Fundacja wystąpiła do komendanta miejskiego, insp. Dariusza Kiedrzyna, z pismem o podjęcie działań wobec policjantów, których aktywność – według organizatorów – nie tylko nie przynosi efektów, ale także naraża Skarb Państwa na dodatkowe wydatki.
Tło protestów
Każdego roku w Częstochowie odbywa się marsz równości. Fundacja Życie i Rodzina od lat organizuje kontrmanifestacje, których uczestnicy modlą się i prezentują treści podkreślające sprzeciw wobec ideologii LGBT. Jak podkreśla fundacja, protesty mają charakter pokojowy i nie są związane z żadnymi aktami przemocy.
Zdaniem organizatorów działań pro-life, reakcja policji na te kontrmanifestacje bywa nieadekwatna – obrońcy sanktuarium otrzymują wezwania i są oskarżani mimo braku podstaw, podczas gdy zachowania budzące sprzeciw uczestników marszów równości często pozostają bez reakcji.
Koszty i skutki prawne
Według danych przedstawionych przez Fundację Życie i Rodzina, od 2019 roku wszczęto postępowania wobec blisko 40 osób związanych z kontrmanifestacjami. Tylko po ostatnim marszu z 2024 r. wezwania na komendę otrzymało około 25 uczestników, a wobec 14 osób rozpoczęto postępowania. Zdecydowana większość z nich zakończyła się umorzeniem lub odmową wszczęcia.
Fundacja apeluje o zakończenie – jak to określa – „marnowania publicznych pieniędzy” na działania, które nie znajdują potwierdzenia w wyrokach sądów.

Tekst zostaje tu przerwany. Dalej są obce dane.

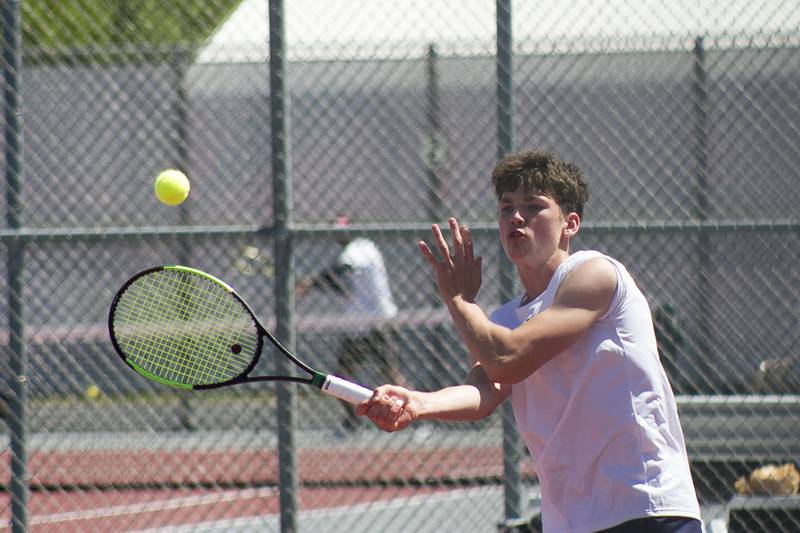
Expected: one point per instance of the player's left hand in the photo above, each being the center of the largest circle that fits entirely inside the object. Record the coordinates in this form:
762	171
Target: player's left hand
458	273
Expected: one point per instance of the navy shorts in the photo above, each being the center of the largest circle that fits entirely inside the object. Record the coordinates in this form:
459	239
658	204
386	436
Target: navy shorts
658	524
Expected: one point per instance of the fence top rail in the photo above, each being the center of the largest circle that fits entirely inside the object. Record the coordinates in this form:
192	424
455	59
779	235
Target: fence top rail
11	236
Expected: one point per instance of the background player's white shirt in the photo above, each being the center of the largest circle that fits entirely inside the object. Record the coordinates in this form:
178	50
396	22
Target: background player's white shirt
600	419
370	294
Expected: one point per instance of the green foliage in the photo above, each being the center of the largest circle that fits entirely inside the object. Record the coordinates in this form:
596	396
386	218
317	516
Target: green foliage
53	28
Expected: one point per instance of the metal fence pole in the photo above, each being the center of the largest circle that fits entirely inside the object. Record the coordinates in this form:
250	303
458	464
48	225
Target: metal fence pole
284	259
17	423
512	477
700	108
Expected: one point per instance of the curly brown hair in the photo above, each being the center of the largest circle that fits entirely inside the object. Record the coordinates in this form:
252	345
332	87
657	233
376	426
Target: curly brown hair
542	172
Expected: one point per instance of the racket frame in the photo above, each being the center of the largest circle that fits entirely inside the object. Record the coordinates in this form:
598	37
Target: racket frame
329	384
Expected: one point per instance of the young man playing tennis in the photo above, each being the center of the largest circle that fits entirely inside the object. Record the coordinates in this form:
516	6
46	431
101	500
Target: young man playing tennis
576	353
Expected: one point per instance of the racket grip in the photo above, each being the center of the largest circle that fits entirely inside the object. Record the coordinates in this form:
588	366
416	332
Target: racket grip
345	390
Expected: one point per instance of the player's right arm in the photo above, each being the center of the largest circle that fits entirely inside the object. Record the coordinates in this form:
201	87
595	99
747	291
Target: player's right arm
393	408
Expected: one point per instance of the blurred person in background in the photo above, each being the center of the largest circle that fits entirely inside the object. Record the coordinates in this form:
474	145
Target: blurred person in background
576	353
359	278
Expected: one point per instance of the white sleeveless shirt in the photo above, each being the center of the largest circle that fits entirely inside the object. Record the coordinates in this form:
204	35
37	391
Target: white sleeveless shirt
600	419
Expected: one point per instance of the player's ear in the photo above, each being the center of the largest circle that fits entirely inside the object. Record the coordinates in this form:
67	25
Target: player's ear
572	223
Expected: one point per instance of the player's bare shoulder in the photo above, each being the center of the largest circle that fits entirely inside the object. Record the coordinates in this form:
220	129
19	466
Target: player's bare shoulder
590	286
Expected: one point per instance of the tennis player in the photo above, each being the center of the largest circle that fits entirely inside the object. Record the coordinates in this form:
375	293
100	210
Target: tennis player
576	353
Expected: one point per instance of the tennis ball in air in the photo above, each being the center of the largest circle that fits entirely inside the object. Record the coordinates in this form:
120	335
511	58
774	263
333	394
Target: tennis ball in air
172	187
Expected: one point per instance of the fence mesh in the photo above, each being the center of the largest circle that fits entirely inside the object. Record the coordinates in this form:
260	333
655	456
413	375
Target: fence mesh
684	117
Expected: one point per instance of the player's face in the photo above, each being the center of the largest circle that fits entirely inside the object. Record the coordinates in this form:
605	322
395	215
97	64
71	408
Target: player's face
531	227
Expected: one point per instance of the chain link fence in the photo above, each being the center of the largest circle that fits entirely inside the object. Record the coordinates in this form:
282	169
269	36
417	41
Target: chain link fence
684	116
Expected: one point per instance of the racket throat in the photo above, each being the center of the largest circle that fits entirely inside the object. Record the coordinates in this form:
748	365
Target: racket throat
318	379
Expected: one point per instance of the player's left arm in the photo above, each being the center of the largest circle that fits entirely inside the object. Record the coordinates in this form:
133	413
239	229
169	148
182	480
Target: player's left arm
509	356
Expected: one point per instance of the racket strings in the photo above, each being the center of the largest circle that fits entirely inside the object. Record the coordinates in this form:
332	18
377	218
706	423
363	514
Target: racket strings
185	329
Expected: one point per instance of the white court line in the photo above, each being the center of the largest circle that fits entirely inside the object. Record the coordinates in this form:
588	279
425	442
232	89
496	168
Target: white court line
154	506
403	503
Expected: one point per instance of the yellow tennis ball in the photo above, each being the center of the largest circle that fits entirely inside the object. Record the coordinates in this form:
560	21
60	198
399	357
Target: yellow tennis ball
172	187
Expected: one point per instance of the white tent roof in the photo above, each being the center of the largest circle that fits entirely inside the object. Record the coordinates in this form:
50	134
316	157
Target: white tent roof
328	29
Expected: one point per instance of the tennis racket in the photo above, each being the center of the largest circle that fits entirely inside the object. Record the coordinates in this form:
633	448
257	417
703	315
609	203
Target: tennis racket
182	327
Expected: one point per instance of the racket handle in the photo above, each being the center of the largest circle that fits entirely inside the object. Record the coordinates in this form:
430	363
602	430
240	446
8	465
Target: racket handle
345	390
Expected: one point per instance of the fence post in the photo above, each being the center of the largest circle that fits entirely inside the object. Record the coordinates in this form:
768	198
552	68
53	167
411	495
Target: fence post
512	445
700	101
284	259
17	419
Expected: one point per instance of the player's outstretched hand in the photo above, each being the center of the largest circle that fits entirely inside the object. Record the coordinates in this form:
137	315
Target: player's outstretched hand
391	408
458	272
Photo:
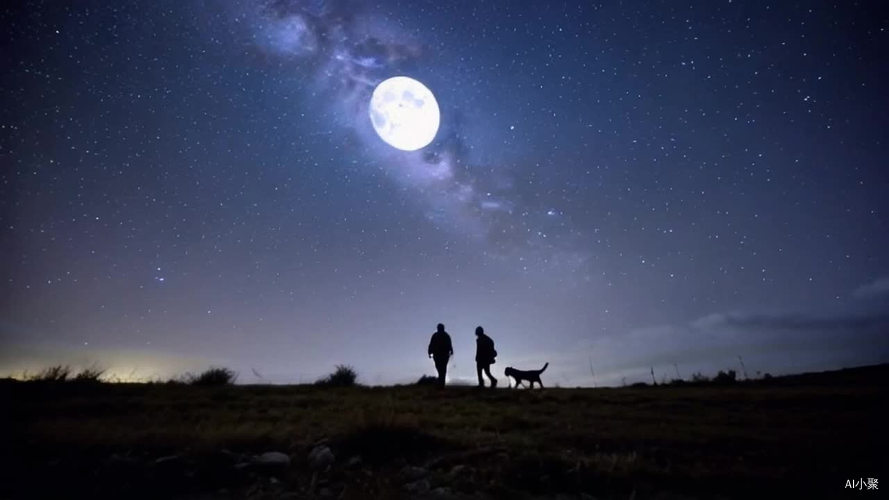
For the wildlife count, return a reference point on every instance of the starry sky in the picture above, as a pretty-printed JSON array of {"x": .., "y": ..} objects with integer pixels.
[{"x": 615, "y": 188}]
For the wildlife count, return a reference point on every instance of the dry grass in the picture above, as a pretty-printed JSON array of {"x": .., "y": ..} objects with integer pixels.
[{"x": 733, "y": 441}]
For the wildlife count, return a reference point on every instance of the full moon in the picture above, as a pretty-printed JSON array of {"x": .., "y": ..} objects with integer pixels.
[{"x": 404, "y": 113}]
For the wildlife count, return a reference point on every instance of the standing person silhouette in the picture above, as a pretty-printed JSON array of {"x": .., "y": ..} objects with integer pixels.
[
  {"x": 440, "y": 350},
  {"x": 484, "y": 356}
]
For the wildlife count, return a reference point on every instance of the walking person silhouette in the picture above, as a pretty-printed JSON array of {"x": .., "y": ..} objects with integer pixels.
[
  {"x": 440, "y": 350},
  {"x": 485, "y": 355}
]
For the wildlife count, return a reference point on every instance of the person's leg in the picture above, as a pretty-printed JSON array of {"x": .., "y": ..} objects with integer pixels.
[
  {"x": 441, "y": 365},
  {"x": 490, "y": 377}
]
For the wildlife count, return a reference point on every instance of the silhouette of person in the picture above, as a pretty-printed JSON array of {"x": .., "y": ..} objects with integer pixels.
[
  {"x": 440, "y": 350},
  {"x": 484, "y": 356}
]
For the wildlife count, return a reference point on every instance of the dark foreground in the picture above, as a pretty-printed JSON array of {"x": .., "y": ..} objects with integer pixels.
[{"x": 801, "y": 436}]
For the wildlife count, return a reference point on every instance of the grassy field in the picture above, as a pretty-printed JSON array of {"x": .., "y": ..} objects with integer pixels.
[{"x": 801, "y": 436}]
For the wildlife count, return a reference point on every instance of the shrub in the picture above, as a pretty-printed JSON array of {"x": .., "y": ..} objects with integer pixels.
[
  {"x": 58, "y": 373},
  {"x": 213, "y": 376},
  {"x": 428, "y": 380},
  {"x": 724, "y": 377},
  {"x": 90, "y": 375},
  {"x": 343, "y": 376}
]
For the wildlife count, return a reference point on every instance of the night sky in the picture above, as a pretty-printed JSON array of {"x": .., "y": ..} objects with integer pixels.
[{"x": 614, "y": 187}]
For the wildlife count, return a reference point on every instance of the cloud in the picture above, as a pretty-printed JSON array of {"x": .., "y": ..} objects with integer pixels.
[
  {"x": 877, "y": 288},
  {"x": 795, "y": 322},
  {"x": 127, "y": 364}
]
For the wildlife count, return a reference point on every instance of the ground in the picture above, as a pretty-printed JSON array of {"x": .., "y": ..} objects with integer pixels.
[{"x": 803, "y": 435}]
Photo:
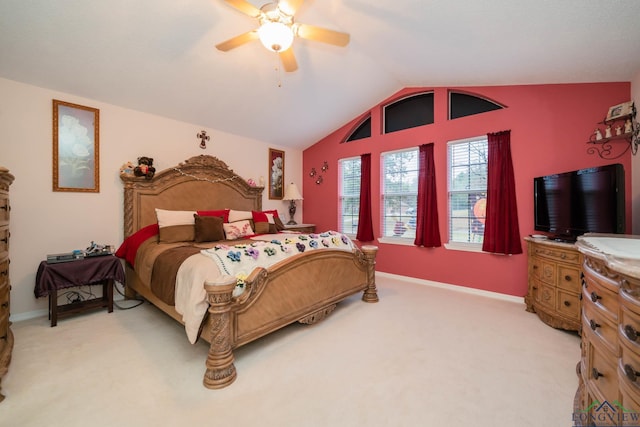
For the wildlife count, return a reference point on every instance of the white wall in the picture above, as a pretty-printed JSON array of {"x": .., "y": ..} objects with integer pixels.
[
  {"x": 45, "y": 222},
  {"x": 635, "y": 165}
]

Brak tegorocznej parady w Częstochowie
W 2025 r. marsz równości w Częstochowie się nie odbędzie. Organizatorzy wydarzenia – jak twierdzi Fundacja Życie i Rodzina – utracili część zagranicznego wsparcia finansowego. Fundacja wskazuje również, że manifestacje te nie cieszą się masowym poparciem społecznym i często spotykają się z kontrprotestami.
Fundacja przypomina także, że w polskim Sejmie rozpatrywany był obywatelski projekt #StopLGBT, który poparło podpisem 350 tysięcy osób.